Distributive Property and Order of Operations
Grade 8 math lesson on the distributive property and order of operations (PEMDAS/BODMAS). Students learn to apply the distributive property to expand expressions, and use the correct order of operations to evaluate multi-step arithmetic and algebraic expressions.
Key Concepts
New Concept This property lets you multiply a sum by multiplying each addend separately before adding. It is essential for expanding and factoring algebraic expressions. $$a(b+c) = a \cdot b + a \cdot c$$ What’s next You’ll start by using this property to expand and factor expressions. Then, you’ll see how it fits within the order of operations to solve multi step problems.
Common Questions
What is the distributive property?
The distributive property states that a(b + c) = ab + ac. You multiply the factor outside the parentheses by each term inside. For example, 3(4 + 5) = 3 x 4 + 3 x 5 = 12 + 15 = 27.
What is the order of operations?
The order of operations (PEMDAS) requires you to evaluate: Parentheses first, then Exponents, then Multiplication and Division left to right, then Addition and Subtraction left to right.
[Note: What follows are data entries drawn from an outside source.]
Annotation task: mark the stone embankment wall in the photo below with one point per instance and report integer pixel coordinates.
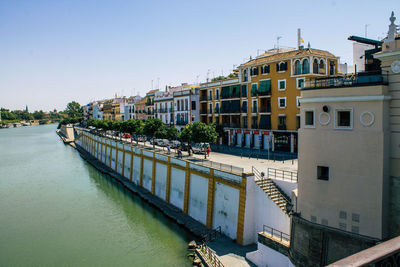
(210, 196)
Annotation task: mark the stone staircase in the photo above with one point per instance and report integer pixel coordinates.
(272, 190)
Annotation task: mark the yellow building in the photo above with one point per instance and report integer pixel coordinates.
(260, 108)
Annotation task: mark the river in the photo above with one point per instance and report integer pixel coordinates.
(56, 209)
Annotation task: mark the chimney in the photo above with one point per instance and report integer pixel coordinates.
(298, 38)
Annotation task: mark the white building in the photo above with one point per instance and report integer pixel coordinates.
(186, 105)
(129, 107)
(163, 106)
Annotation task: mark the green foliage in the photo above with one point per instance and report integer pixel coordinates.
(172, 133)
(73, 110)
(161, 133)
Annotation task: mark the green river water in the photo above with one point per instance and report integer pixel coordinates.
(57, 210)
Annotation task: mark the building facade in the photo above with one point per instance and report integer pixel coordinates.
(186, 105)
(164, 107)
(349, 160)
(140, 109)
(150, 103)
(260, 109)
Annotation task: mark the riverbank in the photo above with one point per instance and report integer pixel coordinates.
(184, 220)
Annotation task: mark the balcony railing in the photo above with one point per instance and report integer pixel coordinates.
(359, 79)
(265, 109)
(282, 127)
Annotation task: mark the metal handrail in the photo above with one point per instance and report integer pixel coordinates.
(276, 233)
(273, 173)
(211, 255)
(270, 186)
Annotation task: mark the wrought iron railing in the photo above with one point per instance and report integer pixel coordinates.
(274, 233)
(210, 256)
(282, 175)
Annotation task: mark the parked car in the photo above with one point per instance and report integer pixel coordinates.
(200, 148)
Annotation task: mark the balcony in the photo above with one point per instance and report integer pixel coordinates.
(282, 127)
(359, 79)
(265, 109)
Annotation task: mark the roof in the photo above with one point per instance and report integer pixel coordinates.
(267, 57)
(152, 91)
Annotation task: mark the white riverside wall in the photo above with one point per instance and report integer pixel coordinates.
(197, 199)
(213, 197)
(265, 256)
(177, 188)
(161, 180)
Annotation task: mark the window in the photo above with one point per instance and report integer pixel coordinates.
(281, 85)
(300, 83)
(343, 119)
(244, 107)
(309, 119)
(321, 69)
(254, 89)
(282, 102)
(315, 66)
(265, 69)
(254, 71)
(244, 90)
(332, 68)
(282, 66)
(298, 121)
(282, 121)
(254, 107)
(297, 67)
(323, 173)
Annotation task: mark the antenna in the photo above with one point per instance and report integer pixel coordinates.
(277, 42)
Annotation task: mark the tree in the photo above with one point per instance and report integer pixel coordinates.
(172, 133)
(74, 110)
(151, 126)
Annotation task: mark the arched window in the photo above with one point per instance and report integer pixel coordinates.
(322, 67)
(305, 67)
(245, 75)
(297, 67)
(315, 66)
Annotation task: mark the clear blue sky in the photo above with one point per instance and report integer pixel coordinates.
(53, 52)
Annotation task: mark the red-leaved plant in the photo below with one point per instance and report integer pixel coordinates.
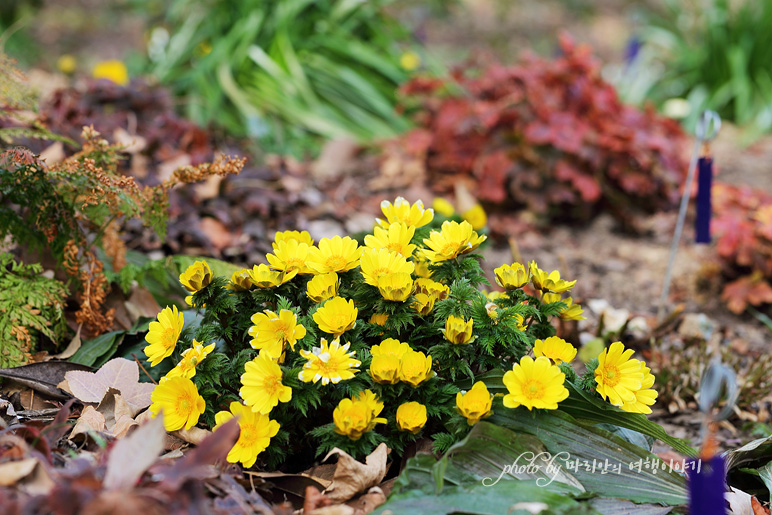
(743, 228)
(548, 135)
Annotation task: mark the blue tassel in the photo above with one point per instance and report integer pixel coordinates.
(706, 486)
(704, 183)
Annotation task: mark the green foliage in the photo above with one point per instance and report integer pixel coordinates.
(282, 71)
(716, 55)
(30, 306)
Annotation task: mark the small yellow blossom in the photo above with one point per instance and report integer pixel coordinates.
(262, 387)
(618, 375)
(378, 263)
(452, 241)
(263, 277)
(384, 367)
(644, 397)
(255, 436)
(322, 287)
(556, 349)
(548, 282)
(330, 363)
(475, 404)
(512, 276)
(395, 238)
(334, 254)
(411, 416)
(163, 335)
(299, 236)
(423, 304)
(180, 402)
(535, 384)
(396, 287)
(196, 276)
(273, 332)
(241, 280)
(190, 358)
(336, 316)
(457, 330)
(415, 368)
(112, 70)
(290, 256)
(476, 216)
(401, 211)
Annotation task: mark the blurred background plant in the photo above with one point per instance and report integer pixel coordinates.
(285, 72)
(705, 54)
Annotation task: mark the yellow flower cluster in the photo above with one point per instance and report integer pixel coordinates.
(394, 361)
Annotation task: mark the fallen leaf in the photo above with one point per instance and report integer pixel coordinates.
(28, 475)
(119, 373)
(133, 455)
(352, 477)
(90, 420)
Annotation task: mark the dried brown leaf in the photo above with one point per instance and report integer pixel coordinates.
(133, 455)
(352, 477)
(119, 373)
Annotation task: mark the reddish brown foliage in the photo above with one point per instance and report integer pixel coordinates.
(743, 228)
(551, 136)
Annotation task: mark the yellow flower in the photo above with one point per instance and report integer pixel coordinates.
(644, 397)
(163, 335)
(273, 332)
(618, 376)
(395, 287)
(374, 405)
(384, 367)
(396, 238)
(67, 64)
(355, 417)
(422, 266)
(548, 282)
(402, 211)
(190, 358)
(336, 316)
(415, 368)
(334, 254)
(290, 256)
(423, 304)
(443, 207)
(452, 241)
(262, 388)
(432, 288)
(475, 404)
(263, 277)
(512, 276)
(378, 263)
(410, 61)
(457, 330)
(323, 287)
(197, 276)
(299, 236)
(535, 384)
(476, 216)
(178, 399)
(241, 280)
(329, 363)
(112, 70)
(556, 349)
(411, 416)
(255, 436)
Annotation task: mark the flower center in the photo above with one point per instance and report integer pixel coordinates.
(611, 375)
(336, 262)
(533, 389)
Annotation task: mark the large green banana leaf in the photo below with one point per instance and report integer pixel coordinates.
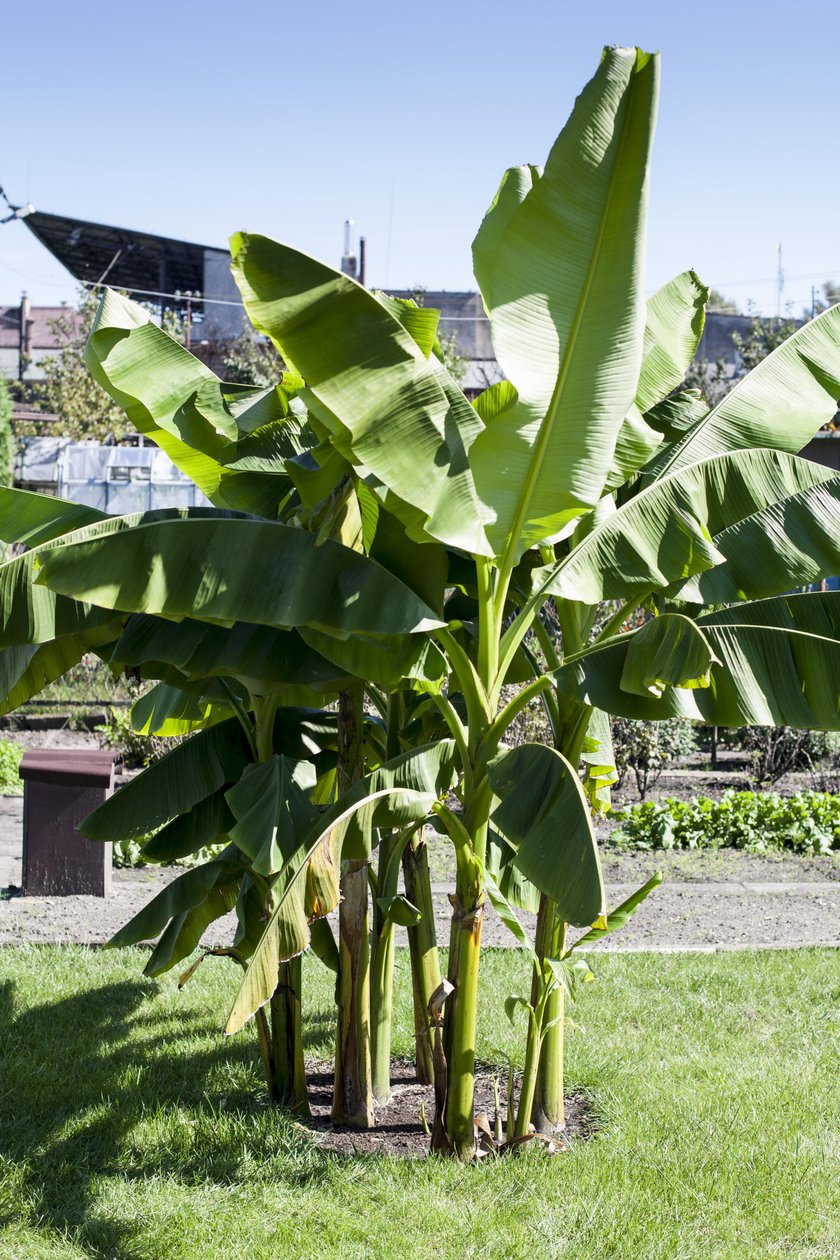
(271, 813)
(260, 657)
(198, 767)
(544, 815)
(791, 543)
(184, 933)
(369, 382)
(30, 612)
(168, 711)
(673, 329)
(179, 897)
(25, 669)
(30, 518)
(207, 823)
(559, 262)
(231, 570)
(171, 786)
(666, 532)
(772, 663)
(171, 397)
(781, 403)
(675, 316)
(398, 794)
(409, 659)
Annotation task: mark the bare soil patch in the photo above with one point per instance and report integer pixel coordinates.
(399, 1130)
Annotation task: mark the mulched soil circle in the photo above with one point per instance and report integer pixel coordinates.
(398, 1132)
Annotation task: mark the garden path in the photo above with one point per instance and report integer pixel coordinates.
(709, 901)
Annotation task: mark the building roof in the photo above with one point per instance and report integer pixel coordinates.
(136, 261)
(40, 334)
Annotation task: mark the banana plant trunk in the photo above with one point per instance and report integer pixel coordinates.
(382, 1004)
(422, 945)
(353, 1086)
(286, 1038)
(454, 1130)
(281, 1035)
(548, 1111)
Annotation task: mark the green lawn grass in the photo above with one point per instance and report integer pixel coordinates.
(131, 1130)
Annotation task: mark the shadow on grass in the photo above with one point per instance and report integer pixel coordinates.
(108, 1082)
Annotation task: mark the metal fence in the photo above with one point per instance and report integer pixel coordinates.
(115, 479)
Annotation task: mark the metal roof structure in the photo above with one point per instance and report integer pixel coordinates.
(124, 258)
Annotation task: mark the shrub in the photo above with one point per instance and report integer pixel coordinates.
(777, 750)
(757, 822)
(137, 750)
(127, 853)
(10, 755)
(649, 747)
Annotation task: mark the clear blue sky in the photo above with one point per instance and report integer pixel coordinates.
(193, 120)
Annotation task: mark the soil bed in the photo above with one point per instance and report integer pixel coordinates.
(399, 1130)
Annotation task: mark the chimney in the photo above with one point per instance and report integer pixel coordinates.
(24, 340)
(349, 262)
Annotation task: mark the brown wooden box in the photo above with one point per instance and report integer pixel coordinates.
(61, 786)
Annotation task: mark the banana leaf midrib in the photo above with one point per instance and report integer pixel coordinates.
(547, 427)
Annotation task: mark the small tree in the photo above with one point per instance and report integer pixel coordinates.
(649, 747)
(68, 391)
(6, 436)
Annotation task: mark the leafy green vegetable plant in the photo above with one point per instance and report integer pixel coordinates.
(756, 822)
(10, 755)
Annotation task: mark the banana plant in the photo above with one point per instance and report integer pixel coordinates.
(605, 541)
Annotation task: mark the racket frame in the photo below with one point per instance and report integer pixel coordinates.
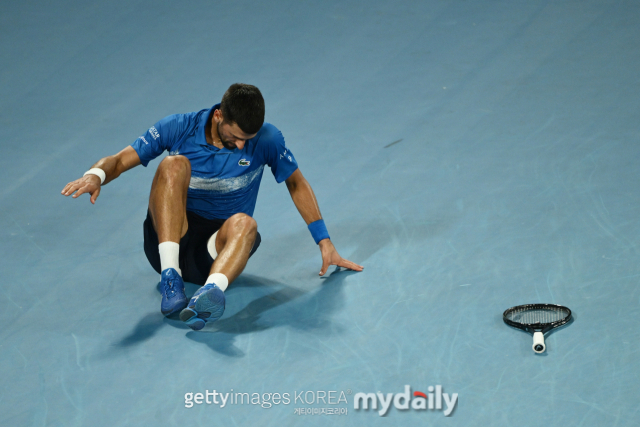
(538, 327)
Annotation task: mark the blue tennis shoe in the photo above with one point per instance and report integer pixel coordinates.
(172, 287)
(207, 305)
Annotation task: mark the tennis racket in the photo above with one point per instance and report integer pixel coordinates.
(537, 319)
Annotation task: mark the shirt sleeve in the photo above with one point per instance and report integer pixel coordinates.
(164, 135)
(278, 156)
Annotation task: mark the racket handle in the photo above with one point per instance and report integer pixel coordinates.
(538, 342)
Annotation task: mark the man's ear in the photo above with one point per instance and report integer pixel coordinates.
(217, 115)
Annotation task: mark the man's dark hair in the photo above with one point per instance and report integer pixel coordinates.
(243, 105)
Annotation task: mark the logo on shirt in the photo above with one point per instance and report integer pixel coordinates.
(284, 155)
(154, 132)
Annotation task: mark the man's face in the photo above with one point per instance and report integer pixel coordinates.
(230, 134)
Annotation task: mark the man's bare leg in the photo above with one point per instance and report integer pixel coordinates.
(168, 209)
(168, 199)
(233, 243)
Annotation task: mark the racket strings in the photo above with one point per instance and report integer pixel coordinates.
(531, 316)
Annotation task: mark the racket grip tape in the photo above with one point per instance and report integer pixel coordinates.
(538, 342)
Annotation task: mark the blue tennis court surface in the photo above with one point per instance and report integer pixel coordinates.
(472, 156)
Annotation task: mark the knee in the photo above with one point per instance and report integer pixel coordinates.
(175, 166)
(243, 223)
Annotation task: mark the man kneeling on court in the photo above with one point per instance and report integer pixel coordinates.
(199, 224)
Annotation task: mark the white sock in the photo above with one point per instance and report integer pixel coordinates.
(219, 279)
(170, 256)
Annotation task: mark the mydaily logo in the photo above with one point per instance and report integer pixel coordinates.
(403, 401)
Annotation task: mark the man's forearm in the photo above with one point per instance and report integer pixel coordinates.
(114, 165)
(304, 198)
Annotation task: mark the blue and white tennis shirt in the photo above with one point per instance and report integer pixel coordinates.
(223, 182)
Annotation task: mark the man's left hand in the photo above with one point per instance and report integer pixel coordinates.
(330, 257)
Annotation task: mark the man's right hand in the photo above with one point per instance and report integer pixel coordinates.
(87, 184)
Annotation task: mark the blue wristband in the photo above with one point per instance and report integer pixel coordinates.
(318, 230)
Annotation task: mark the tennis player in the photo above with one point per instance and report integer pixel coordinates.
(199, 224)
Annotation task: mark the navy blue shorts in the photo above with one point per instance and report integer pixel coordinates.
(195, 260)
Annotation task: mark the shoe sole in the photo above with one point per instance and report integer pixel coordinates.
(176, 309)
(209, 307)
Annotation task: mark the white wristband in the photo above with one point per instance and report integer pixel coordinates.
(98, 172)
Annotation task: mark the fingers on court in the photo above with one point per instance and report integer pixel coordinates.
(350, 265)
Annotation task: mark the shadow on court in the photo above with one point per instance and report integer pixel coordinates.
(301, 310)
(307, 311)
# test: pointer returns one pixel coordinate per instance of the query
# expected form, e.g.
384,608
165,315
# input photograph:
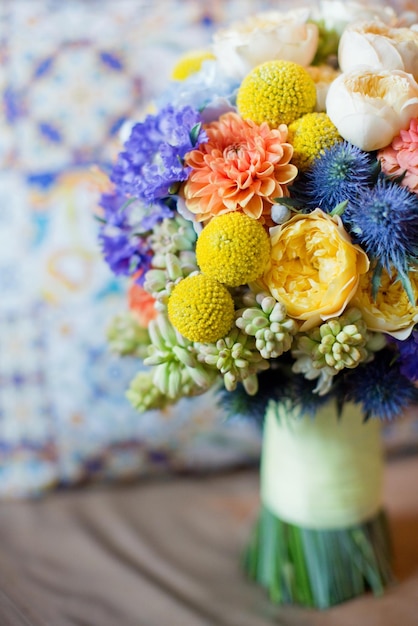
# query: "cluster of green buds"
126,336
236,358
338,343
176,371
173,242
268,323
144,395
168,270
173,235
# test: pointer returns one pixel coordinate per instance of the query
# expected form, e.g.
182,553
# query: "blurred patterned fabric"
71,74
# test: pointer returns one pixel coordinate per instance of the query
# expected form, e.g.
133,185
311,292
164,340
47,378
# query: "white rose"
370,108
266,37
379,46
337,14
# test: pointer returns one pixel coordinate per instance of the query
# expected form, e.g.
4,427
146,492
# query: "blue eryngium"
408,356
380,387
384,221
337,175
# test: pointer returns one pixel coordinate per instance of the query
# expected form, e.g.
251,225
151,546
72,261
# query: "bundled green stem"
318,568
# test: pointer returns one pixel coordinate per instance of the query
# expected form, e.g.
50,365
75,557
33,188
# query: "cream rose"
266,37
369,108
314,268
378,46
391,312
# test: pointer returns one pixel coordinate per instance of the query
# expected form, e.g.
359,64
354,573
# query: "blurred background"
71,73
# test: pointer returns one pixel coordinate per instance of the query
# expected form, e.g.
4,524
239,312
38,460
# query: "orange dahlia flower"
141,303
242,167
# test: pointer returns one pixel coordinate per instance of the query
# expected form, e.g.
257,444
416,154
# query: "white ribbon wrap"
322,472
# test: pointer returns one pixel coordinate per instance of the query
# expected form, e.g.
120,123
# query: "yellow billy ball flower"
190,63
201,309
276,92
233,248
310,136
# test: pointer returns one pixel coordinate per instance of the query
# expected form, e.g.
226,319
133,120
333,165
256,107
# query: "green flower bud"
268,323
236,357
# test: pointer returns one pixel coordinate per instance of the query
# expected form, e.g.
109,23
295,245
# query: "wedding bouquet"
266,210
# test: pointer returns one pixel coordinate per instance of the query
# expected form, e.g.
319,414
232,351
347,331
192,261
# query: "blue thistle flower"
380,387
337,175
384,221
408,356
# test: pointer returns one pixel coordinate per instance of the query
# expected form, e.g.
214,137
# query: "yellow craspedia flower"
201,309
190,63
233,248
310,136
276,92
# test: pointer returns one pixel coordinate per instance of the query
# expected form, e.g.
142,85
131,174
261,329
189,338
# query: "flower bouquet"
266,210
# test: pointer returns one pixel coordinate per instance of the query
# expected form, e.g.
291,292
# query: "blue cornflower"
125,255
408,356
384,221
151,166
380,387
124,249
337,175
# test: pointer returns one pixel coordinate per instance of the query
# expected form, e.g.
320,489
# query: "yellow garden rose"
314,268
391,312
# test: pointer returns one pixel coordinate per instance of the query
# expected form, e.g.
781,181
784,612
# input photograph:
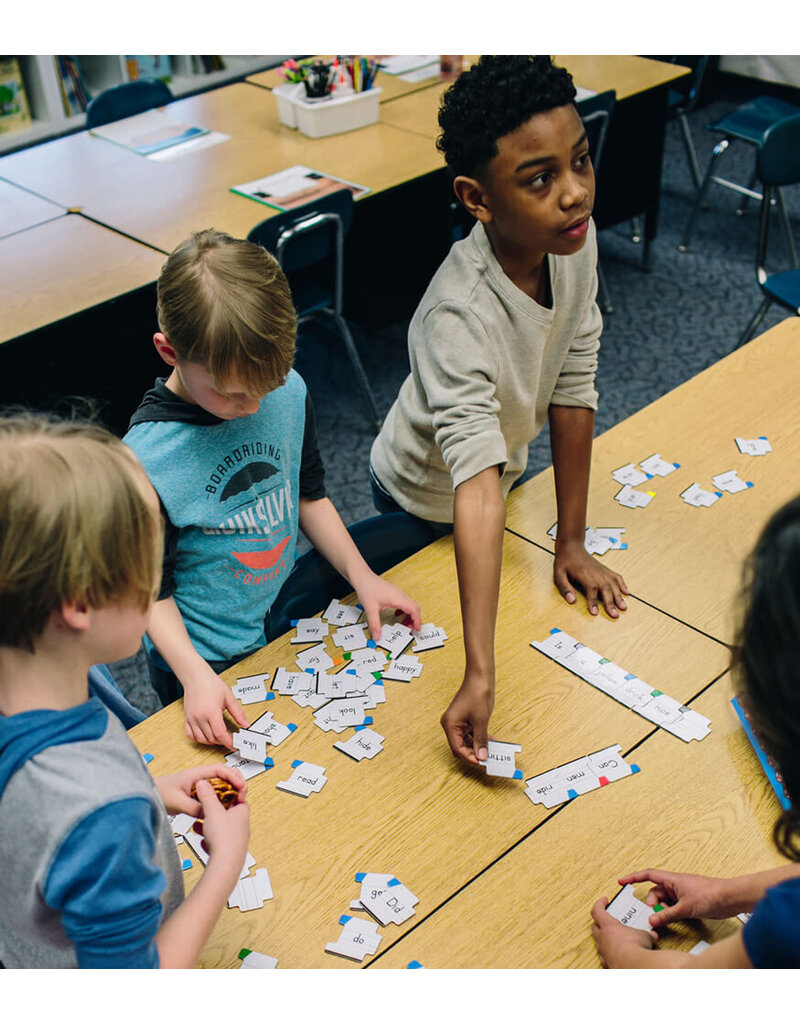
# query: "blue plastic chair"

This ensures everyone gets the same answer.
How do the distributive property and order of operations work together?
The distributive property allows you to rewrite expressions with parentheses in an equivalent form without parentheses. The order of operations then tells you the sequence for evaluating the resulting expression.
Why must we follow the order of operations?
Without a universal agreement on order of operations, the same expression could produce different answers. PEMDAS ensures that 2 + 3 x 4 always equals 14 (not 20) because multiplication comes before addition.